Multi-file datasets
nctoolkit is built to handle multi-file datasets easily and efficiently. Parallel processing of files, ensemble averaging and merging are all easily done.
To create a multi-file dataset, you just need to supply a list of files
to open_data
. Alternatively, you can use wild cards. The following
will create a multi-file dataset with all of the files in the foo
folder:
import nctoolkit as nc
ds = nc.open_data("foo/*.nc")
Standard nctoolkit methods can then be applied to each file within the ensemble. For example, if we wanted a temporal mean of each file, we would do the following:
ds.tmean()
Note, to avoid any confusion: this operation will only apply to
individual members of the multi-file dataset. We will later discuss
ensemble methods such as ensemble_mean
, which let you calculate
statistics across the ensemble.
Merging multi-file datasets
There are two ways to merge mult-file datasets, time-based and variable-based.

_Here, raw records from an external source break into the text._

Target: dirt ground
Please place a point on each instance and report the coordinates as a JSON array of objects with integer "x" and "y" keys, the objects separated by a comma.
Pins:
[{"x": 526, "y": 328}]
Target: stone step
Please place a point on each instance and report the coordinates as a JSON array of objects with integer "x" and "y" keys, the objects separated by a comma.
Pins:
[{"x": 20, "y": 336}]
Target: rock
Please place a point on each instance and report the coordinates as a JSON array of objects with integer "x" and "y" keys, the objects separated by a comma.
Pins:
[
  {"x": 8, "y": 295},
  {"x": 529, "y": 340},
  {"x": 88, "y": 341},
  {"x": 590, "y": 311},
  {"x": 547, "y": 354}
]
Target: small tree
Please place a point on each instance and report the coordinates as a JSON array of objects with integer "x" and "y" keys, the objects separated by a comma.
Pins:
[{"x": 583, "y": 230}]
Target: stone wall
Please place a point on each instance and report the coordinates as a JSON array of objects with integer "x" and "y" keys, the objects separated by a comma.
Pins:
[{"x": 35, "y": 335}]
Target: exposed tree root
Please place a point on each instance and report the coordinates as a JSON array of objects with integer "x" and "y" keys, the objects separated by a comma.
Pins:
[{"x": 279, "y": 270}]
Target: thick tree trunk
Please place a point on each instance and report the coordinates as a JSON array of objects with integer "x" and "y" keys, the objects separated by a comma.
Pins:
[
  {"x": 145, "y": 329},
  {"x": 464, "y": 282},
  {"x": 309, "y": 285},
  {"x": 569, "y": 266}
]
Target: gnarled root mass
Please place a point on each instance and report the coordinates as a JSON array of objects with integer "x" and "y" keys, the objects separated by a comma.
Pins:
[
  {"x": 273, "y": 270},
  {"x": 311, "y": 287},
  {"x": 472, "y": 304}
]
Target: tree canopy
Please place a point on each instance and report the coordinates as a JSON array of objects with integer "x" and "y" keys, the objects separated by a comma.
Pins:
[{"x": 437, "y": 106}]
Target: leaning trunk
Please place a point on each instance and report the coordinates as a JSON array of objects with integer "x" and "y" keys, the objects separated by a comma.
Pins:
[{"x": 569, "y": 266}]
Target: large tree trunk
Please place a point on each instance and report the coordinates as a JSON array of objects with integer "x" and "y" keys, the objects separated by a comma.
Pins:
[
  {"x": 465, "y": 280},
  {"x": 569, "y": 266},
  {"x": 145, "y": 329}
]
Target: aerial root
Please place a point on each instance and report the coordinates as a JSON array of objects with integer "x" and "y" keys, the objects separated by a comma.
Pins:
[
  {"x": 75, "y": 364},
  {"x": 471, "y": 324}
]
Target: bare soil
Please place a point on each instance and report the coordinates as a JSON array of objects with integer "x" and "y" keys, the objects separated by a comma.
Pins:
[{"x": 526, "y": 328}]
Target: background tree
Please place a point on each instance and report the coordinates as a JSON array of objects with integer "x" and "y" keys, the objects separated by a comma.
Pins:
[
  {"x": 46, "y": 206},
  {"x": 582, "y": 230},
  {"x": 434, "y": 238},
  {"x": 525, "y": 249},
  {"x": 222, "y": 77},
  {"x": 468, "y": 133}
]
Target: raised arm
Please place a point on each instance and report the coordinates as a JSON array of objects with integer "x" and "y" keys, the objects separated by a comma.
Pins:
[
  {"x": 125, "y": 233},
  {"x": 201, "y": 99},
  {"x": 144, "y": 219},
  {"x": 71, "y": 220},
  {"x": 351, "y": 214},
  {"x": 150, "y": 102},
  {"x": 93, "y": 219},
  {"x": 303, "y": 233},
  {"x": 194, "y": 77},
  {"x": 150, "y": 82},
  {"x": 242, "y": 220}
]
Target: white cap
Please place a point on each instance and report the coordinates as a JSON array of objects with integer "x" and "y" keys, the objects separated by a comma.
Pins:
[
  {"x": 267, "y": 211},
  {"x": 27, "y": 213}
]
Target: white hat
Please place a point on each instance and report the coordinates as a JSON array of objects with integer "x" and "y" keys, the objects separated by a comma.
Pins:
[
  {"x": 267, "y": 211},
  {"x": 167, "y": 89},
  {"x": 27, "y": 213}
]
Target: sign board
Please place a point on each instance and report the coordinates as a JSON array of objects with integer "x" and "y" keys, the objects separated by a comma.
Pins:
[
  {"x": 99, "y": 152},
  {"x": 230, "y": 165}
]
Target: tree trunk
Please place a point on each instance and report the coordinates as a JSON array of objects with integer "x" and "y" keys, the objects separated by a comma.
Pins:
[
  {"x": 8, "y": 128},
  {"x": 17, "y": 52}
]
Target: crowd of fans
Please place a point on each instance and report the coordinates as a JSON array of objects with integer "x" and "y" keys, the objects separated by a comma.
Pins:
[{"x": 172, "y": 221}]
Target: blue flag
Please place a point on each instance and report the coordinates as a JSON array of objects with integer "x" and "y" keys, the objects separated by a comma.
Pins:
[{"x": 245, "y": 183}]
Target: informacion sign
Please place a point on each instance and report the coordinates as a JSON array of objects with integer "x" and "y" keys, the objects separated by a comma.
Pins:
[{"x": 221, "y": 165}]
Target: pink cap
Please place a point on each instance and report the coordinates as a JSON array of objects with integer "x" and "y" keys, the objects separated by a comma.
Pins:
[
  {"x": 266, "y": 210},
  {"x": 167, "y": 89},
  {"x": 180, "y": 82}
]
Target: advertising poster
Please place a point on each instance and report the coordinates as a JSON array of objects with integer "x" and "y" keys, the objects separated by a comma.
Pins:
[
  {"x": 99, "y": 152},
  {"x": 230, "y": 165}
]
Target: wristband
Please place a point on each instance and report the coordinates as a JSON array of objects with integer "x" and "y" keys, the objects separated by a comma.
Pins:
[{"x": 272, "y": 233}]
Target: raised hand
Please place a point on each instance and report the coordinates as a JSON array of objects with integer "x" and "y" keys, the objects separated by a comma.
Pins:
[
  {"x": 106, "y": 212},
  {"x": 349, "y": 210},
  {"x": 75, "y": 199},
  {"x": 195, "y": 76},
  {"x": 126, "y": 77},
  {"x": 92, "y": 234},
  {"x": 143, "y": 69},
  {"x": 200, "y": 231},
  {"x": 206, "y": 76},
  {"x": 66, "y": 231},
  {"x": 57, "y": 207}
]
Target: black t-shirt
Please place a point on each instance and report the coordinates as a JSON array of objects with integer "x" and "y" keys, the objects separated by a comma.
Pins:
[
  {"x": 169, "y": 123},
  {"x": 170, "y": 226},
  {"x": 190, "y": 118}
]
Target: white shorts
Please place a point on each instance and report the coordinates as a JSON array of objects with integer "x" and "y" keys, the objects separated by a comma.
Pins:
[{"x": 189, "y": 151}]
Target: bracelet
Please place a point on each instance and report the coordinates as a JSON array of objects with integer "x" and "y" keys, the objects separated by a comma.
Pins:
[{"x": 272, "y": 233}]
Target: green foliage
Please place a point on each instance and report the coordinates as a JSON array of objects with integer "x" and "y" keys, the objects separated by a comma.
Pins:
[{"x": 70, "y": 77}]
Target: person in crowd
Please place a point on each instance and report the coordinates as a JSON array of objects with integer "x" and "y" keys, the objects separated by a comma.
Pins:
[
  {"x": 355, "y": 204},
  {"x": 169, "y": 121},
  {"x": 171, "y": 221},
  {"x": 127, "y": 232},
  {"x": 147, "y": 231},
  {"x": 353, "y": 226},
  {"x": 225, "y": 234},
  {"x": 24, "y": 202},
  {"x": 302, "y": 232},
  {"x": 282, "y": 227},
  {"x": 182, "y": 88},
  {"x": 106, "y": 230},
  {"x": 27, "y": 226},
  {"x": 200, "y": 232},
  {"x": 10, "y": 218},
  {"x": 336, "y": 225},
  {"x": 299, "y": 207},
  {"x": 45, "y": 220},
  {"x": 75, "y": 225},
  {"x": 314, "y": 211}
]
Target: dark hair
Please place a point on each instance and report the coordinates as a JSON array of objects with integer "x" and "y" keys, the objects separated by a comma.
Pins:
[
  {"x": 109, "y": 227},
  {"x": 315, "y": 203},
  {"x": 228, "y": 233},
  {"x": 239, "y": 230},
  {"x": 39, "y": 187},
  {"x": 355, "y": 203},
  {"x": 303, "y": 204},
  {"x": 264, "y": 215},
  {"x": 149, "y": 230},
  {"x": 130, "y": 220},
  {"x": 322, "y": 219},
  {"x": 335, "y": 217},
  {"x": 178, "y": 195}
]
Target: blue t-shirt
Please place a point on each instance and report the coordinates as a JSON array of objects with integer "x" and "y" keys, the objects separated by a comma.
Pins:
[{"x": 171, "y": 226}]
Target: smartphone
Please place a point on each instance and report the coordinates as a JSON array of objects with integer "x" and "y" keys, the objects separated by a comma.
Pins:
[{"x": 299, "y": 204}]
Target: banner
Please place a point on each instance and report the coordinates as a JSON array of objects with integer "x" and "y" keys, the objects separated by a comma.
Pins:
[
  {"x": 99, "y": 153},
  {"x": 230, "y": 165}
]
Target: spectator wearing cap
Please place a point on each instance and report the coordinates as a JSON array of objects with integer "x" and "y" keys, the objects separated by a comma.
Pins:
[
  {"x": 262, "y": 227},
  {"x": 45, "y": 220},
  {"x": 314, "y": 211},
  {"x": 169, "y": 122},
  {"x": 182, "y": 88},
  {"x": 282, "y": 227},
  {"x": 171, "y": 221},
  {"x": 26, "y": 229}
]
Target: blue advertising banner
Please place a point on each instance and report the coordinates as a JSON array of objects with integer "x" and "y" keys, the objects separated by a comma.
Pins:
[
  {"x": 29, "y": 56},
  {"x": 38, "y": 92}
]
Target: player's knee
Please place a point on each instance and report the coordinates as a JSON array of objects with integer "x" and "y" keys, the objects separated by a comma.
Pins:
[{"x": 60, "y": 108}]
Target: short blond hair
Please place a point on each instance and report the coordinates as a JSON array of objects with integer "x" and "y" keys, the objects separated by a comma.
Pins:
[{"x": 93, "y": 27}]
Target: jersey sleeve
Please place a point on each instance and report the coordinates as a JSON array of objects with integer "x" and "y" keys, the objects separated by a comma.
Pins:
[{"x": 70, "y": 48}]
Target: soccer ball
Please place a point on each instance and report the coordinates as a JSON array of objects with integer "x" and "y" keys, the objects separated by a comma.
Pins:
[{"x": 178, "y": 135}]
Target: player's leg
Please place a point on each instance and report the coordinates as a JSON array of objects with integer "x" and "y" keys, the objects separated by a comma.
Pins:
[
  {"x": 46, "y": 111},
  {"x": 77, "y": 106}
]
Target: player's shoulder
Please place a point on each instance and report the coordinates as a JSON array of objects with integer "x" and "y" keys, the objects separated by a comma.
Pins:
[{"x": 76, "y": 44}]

Merging by time is done as follows:
ds.merge("time")
This will join files together so that their times join up. It should be used when files have the same variables and grids, but distinct times.
The second merging method is joining variables. In this case files should have the same time steps or one file should have at most one time step. This is done as follows:
ds.merge("variable")
By default, nctoolkit uses variable-based merging.
Speeding up multi-file processing
If you have access to multiple cores, it is very easy to ensure files within a multi-file dataset are processed in parallel. Just set the number of cores to be used. In the following case, we set it to 6:
nc.options(cores = 6)
This results in files being processed simultaneously with 6 cores.
If you are working on multi-file datasets, it is almost always much
faster to set the number of cores to a high number and carry out
operations on the files before merging them using merge
and not the
other way round.
Ensemble statistics
In some cases, you will want to calculate averages etc. across the multi-file dataset. For example, each file in a dataset could be from a different climate model and you might simply the mean value across them. This is very easily done. We can just calculate the ensemble mean as follows:
ds.ensemble_mean()
This will calculate the mean for each time step. For example, if you
have an ensemble which is made of monthly projections of temperature
from 20 different climate models, ensemble_mean
will calculate the
monthly mean of those 20 models.
Multiple ensemble methods are available: ensemble_mean
,
ensemble_percentile
, ensemble_stdev
, ensemble_var
,
ensemble_max
, ensemble_min
, ensemble_range
and
ensemble_sum
.